Run this probability distribution through *emcee*, then print and plot the results. (Hint, you may need to increase the number of samples and the burn-in limit because we are now fitting to more parameters.)

In [None]:
#Hint: find the related cell(s) above; copy the contents and paste it here.  Then make any necessary edits.

# Now let's work with real data

I pulled Table 1 from [this paper on the "M-$\sigma$" relation](http://adsabs.harvard.edu/abs/2009ApJ...698..198G)

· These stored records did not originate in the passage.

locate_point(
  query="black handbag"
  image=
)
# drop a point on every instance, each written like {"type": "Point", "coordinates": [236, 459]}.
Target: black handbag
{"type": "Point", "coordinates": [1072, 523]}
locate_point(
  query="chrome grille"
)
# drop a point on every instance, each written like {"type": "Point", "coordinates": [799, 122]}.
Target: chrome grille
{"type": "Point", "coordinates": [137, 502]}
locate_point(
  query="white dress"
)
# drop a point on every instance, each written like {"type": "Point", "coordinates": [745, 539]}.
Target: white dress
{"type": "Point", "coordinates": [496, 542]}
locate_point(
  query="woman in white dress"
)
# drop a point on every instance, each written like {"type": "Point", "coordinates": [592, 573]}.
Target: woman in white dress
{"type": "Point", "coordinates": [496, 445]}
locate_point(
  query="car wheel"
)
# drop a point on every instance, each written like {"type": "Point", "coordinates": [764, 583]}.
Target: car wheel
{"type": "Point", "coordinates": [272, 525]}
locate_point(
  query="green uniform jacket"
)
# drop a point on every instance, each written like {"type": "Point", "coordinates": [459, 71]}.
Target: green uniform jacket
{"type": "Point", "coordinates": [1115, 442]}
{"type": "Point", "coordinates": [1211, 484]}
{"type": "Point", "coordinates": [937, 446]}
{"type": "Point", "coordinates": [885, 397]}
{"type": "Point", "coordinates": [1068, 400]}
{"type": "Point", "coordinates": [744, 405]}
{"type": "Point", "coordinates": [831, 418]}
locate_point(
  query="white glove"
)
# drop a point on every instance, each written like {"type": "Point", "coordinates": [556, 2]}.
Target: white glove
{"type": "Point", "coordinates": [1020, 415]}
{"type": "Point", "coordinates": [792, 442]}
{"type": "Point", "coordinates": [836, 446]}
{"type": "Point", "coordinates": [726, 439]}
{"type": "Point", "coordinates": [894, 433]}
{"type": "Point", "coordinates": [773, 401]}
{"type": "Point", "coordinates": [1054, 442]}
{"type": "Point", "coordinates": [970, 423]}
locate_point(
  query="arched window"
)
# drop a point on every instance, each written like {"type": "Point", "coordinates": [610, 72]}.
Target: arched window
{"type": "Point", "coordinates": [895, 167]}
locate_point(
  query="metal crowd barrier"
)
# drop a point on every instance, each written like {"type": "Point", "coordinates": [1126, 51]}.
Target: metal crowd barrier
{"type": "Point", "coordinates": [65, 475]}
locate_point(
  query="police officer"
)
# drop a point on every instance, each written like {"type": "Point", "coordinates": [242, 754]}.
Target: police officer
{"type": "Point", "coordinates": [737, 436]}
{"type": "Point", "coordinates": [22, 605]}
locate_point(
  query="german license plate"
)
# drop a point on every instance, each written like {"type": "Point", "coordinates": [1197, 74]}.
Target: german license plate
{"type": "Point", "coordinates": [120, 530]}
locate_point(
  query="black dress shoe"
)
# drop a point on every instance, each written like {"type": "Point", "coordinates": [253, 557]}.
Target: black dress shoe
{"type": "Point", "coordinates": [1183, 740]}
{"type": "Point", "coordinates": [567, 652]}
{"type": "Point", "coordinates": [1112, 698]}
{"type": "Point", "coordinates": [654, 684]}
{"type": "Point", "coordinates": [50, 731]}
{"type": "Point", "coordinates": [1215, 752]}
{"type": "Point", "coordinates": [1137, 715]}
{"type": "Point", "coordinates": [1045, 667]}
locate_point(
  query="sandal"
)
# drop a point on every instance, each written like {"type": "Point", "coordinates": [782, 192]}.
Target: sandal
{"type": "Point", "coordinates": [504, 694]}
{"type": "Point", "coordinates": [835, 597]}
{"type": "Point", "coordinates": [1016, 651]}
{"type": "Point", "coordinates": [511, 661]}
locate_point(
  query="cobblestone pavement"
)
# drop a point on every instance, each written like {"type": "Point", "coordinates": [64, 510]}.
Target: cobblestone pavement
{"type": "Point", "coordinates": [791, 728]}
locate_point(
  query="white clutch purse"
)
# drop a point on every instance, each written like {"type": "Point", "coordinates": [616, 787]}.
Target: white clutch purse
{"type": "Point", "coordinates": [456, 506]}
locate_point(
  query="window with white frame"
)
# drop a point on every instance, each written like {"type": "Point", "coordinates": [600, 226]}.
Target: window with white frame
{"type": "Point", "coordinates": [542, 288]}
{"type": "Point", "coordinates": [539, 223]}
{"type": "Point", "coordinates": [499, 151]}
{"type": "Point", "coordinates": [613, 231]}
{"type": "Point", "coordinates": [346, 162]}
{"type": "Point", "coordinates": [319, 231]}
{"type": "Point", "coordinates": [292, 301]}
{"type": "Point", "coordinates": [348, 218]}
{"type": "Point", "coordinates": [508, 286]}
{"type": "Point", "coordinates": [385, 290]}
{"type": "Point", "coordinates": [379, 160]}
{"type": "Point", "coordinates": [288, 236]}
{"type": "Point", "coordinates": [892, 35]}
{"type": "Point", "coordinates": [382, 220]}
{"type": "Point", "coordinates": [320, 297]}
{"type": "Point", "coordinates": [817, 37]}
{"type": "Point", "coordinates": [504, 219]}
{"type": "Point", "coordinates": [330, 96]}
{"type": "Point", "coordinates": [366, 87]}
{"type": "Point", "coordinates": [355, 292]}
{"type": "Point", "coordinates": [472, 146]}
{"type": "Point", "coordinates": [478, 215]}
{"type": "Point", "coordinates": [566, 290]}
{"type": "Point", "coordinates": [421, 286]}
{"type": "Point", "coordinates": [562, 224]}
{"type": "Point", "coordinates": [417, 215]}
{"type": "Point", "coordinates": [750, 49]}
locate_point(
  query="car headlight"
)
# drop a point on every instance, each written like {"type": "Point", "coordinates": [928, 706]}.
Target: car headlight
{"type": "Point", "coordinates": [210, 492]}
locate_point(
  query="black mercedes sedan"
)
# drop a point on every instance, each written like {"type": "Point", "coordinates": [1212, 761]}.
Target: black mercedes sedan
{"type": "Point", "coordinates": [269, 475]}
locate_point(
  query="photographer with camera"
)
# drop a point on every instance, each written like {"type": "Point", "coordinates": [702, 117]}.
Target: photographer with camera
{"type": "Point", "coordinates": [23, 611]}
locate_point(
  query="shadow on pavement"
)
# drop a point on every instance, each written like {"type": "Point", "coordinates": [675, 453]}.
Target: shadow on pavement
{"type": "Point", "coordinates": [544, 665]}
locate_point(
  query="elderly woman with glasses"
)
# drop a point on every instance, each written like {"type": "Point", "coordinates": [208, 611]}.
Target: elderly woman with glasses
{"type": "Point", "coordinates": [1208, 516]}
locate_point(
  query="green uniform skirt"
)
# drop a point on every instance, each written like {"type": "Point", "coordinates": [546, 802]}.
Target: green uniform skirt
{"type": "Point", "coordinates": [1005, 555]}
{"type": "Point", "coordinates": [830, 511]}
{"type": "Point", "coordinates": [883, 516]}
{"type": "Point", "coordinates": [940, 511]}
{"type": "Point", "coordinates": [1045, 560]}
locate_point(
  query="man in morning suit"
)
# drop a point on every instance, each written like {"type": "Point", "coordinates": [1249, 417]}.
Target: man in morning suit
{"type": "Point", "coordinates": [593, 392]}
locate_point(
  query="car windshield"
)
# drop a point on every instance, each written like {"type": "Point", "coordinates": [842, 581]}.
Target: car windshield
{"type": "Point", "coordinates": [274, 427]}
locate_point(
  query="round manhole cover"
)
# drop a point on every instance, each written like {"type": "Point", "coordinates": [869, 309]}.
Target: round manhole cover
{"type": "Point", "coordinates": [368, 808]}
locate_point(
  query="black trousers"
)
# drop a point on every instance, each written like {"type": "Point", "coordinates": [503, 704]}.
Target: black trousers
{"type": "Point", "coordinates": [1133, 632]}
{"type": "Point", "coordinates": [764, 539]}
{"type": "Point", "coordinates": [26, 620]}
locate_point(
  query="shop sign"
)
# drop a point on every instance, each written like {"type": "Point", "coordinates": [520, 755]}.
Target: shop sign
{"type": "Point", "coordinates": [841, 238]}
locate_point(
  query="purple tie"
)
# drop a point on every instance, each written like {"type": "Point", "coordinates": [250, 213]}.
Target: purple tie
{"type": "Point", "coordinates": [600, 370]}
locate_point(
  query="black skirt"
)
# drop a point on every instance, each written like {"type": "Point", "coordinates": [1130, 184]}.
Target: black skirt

I will use *pandas* to read in and reformat the data, but feel free to do this instead with your own favorite method.

In [None]:
import pandas as pd
from IPython.display import display

In [None]:
#data from : http://adsabs.harvard.edu/abs/2009ApJ...698..198G
#They find log(MBH/M) = α + β log(σ/200 km s−1) with (α,β,0) = (8.12 ± 0.08, 4.24 ± 0.41, 0.44 ± 0.06) 
#But they include some with upper limits that I don't have here
mSigma = pd.read_csv('apj303542t1_ascii.txt', quotechar='"', sep='\t')
#print(mSigma.columns.values)
display(mSigma)

def fixSci(series):
    x = series.str.split(' ', expand = True)
    x2 = x[:][2].str.split('^', expand = True)
    return(x[:][0].astype("float") * 10.**x2[:][1].astype("float"))

def fixSig(series):
    x = series.str.split(' ', expand = True)
    return(x[:][0].astype("float"))
def fixSige(series):
    x = series.str.split(' ', expand = True)
    x2 = x[:][2].str.split('^', expand = True)
    return(x2[:][0].astype("float"))


obs_x = np.array(fixSig(mSigma['sigma_e (km s^-1)']))
obs_lx = np.log10(obs_x)
sigma_lx = 1./(obs_x * np.log(10.)) * np.array(fixSige(mSigma['sigma_e (km s^-1)']))

obs_y = np.array(fixSci(mSigma['M_BH (M_sun)']))
obs_ly = np.log10(obs_y)

#this is probably not what we would want for publication, but we can first try to take a mean uncertainty in x
y_low = np.array(fixSci(mSigma['M_low (M_sun)']))
y_high = np.array(fixSci(mSigma['M_high (M_sun)']))
ye_low = obs_y - y_low
ye_high = y_high - obs_y
ye = np.array([ (y1 + y2)/2. for (y1, y2) in zip(ye_low, ye_high)])
sigma_ly = 1./(obs_y * np.log(10.)) * ye

rho_lxy = np.full_like(obs_x, 0.0)



## Exercise:

Plot these data ("$x$" is $\log_{10}\sigma$,  and "$y$" is $\log_{10} M$).  Then run the data through *emcee*, using the likelihood that accounts for intrinsic scatter.  Print and plot the results.

In [None]:
#Hint: find the related cell(s) above; copy the contents and paste it here.  Then make any necessary edits.